When I first viewed this TV spot for the Cadillac 2014 ELR, I couldn’t tell if it was serious or satirical.
The basic pitch is common enough: you’ve worked hard and deserve your rewards.
But it’s presented by a smug 1-percenter whose performance is so over-the-top you might think you’re watching a sketch from Saturday Night Live.
Moreover, the spot takes a moralistic tone that is new and, in my view, unsettling.
Cadillac Presents Us With An Enemy
Rather than simply extolling the virtues of an industrious life, Cadillac contrasts America’s culture of hard work with an enemy, a foreign culture whose inhabitants “stroll home” after a day at the office, “stop by the cafe” and take off the entire month of August.

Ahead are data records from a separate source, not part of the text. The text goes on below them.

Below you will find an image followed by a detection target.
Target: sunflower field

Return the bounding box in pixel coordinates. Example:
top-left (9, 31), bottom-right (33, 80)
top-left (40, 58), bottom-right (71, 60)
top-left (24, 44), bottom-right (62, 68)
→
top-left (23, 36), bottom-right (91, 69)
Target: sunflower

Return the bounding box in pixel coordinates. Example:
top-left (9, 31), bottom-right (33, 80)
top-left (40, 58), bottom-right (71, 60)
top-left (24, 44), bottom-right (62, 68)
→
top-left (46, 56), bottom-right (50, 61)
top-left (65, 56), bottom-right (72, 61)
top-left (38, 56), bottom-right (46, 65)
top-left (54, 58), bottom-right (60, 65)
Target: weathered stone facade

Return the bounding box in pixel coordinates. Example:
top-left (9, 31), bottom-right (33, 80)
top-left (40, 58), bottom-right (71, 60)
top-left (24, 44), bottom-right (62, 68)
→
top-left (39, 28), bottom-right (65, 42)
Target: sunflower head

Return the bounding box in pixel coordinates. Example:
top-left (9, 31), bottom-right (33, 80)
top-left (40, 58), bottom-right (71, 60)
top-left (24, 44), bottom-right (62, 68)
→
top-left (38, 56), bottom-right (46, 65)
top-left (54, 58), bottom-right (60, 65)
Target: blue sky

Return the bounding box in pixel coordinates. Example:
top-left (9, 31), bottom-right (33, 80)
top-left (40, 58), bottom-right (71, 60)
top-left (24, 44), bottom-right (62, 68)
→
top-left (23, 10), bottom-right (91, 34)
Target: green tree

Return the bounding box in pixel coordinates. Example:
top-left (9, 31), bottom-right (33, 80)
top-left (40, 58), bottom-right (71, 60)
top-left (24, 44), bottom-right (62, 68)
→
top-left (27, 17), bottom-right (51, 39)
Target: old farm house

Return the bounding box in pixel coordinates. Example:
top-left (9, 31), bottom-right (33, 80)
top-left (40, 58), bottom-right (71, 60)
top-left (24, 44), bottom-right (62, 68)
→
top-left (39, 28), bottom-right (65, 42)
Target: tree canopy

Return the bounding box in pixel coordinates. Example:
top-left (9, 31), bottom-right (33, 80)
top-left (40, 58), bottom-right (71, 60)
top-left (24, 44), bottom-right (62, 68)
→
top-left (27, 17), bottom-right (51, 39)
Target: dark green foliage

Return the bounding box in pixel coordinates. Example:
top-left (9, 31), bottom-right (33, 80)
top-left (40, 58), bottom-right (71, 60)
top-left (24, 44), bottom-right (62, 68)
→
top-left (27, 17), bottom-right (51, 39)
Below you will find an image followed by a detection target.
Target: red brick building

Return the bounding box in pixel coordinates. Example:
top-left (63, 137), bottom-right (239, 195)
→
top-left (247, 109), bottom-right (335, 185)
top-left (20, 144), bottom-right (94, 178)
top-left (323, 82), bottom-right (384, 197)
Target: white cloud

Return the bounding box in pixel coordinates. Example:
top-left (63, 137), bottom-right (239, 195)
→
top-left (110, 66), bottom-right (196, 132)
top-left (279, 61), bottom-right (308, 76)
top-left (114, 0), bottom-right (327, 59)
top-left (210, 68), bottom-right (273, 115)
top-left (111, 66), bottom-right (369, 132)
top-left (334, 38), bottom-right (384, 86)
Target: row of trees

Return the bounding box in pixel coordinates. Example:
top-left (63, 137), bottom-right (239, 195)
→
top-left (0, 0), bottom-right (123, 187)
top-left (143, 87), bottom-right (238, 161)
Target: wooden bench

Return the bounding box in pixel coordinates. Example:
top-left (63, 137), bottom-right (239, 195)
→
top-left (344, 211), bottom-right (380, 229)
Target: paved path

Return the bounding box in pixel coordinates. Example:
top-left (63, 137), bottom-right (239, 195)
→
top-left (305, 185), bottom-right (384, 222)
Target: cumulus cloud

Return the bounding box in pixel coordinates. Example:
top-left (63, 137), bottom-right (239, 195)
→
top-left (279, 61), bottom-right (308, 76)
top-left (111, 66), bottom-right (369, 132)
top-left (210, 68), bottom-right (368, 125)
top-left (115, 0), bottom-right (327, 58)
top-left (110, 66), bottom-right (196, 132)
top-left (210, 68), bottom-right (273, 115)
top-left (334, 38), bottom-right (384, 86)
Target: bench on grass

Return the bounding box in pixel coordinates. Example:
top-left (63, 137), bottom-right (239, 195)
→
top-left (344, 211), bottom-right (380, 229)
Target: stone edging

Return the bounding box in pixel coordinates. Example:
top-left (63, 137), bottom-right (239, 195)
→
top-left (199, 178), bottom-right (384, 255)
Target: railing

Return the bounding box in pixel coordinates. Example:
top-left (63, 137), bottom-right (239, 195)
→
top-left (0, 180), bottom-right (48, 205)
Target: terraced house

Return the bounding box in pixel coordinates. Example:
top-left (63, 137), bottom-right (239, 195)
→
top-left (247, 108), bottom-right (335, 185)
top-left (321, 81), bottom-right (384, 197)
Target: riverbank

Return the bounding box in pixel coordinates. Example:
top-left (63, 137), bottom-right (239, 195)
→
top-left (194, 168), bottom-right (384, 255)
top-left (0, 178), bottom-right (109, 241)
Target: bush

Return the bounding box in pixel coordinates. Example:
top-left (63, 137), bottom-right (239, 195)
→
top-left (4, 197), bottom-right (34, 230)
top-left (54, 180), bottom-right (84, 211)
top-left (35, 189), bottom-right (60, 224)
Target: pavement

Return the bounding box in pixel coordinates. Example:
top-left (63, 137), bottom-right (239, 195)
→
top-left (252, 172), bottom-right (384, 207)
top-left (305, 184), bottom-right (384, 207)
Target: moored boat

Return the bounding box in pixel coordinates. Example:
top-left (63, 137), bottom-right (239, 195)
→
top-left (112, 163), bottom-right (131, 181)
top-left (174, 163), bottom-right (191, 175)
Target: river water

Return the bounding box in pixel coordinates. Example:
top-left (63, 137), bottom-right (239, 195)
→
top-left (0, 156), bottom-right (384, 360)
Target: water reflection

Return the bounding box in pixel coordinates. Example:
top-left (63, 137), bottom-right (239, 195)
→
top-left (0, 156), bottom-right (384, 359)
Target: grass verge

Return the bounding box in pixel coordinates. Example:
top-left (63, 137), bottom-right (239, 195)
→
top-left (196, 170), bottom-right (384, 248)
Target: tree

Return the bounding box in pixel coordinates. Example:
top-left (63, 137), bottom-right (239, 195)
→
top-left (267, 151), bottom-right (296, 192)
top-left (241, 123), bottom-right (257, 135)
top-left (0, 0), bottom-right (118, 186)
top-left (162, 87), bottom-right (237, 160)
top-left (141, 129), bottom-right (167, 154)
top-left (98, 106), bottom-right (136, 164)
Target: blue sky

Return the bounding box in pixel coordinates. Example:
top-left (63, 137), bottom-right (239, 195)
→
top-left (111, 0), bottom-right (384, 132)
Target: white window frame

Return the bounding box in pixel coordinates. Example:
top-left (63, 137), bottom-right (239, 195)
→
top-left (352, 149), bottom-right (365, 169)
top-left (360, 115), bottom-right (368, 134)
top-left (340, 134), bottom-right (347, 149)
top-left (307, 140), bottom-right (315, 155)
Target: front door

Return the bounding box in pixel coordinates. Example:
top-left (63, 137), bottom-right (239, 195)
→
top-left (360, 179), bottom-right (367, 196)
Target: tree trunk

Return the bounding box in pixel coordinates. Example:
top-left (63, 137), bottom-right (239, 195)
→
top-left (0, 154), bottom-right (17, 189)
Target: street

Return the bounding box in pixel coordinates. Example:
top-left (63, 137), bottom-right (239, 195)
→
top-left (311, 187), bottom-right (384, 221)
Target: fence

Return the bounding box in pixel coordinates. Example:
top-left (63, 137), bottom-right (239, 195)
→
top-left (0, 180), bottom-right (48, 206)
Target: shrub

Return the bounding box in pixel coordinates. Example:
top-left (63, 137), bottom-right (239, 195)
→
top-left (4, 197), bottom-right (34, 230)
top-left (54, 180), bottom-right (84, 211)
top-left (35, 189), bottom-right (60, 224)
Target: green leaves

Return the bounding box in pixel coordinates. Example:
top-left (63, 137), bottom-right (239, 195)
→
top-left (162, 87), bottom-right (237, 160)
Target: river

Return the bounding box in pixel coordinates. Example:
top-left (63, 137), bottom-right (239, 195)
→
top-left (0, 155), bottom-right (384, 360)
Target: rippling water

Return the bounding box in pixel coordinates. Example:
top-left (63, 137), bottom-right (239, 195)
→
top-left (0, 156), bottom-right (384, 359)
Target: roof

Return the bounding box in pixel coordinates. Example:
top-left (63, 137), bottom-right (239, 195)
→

I assume Cadillac is referring to Europeans, in particular the French. The narrator wraps up his pitch, after all, with a snarky “n’est pas?”
But it’s not just that these imaginary slackers are lazy; it’s that they don’t believe.
An Enemy of Non-Believers
Americans, in contrast, are “crazy-driven hardworking believers.” And it’s this belief, we are told, that led to the Wright Brothers, Bill Gates, Les Paul and the moon landing.
Let’s put aside for a moment those indolent European non-believers like Einstein and Madame Curie, not to mention Werner van Braun, the ex-Nazi who headed our space program in the 60s. We are supposed to understand that Americans, due to our “crazy driven” culture, are singularly blessed to make important contributions to society.
But that’s just garden-variety jingoism, a little arch for a spot wrapping itself in the flag, but not the most interesting thing going on here.
An Enemy Of Fellow Americans
What is remarkable is the subtext. The idea of non-believers refers not only to foreigners across the Atlantic. It can also be seen as a stand-in for Americans who, from Cadillac’s point-of-view, hold the wrong values. Call them the 99%, the 47%, whatever percent you like.
Check out many of the comments the spot has garnered on YouTube and you’ll see what I mean.
The key here is that Cadillac is presenting us with a stark Manichean view of society: there are believers who work hard and enjoy the spoils; and there are non-believers who take it easy and deserve their economic hardship and lowly status.
Class Warfare As Commodity
Cadillac is not making a distinction between America and Europe. It is making a distinction between one group of Americans and another.
Celebrating success has always been a staple of marketing communications, but holding the less successful in contempt, as this spot clearly does, is a disturbing innovation.
This is the commodification of class warfare, and it is a noteworthy moment in the history of advertising and American commerce.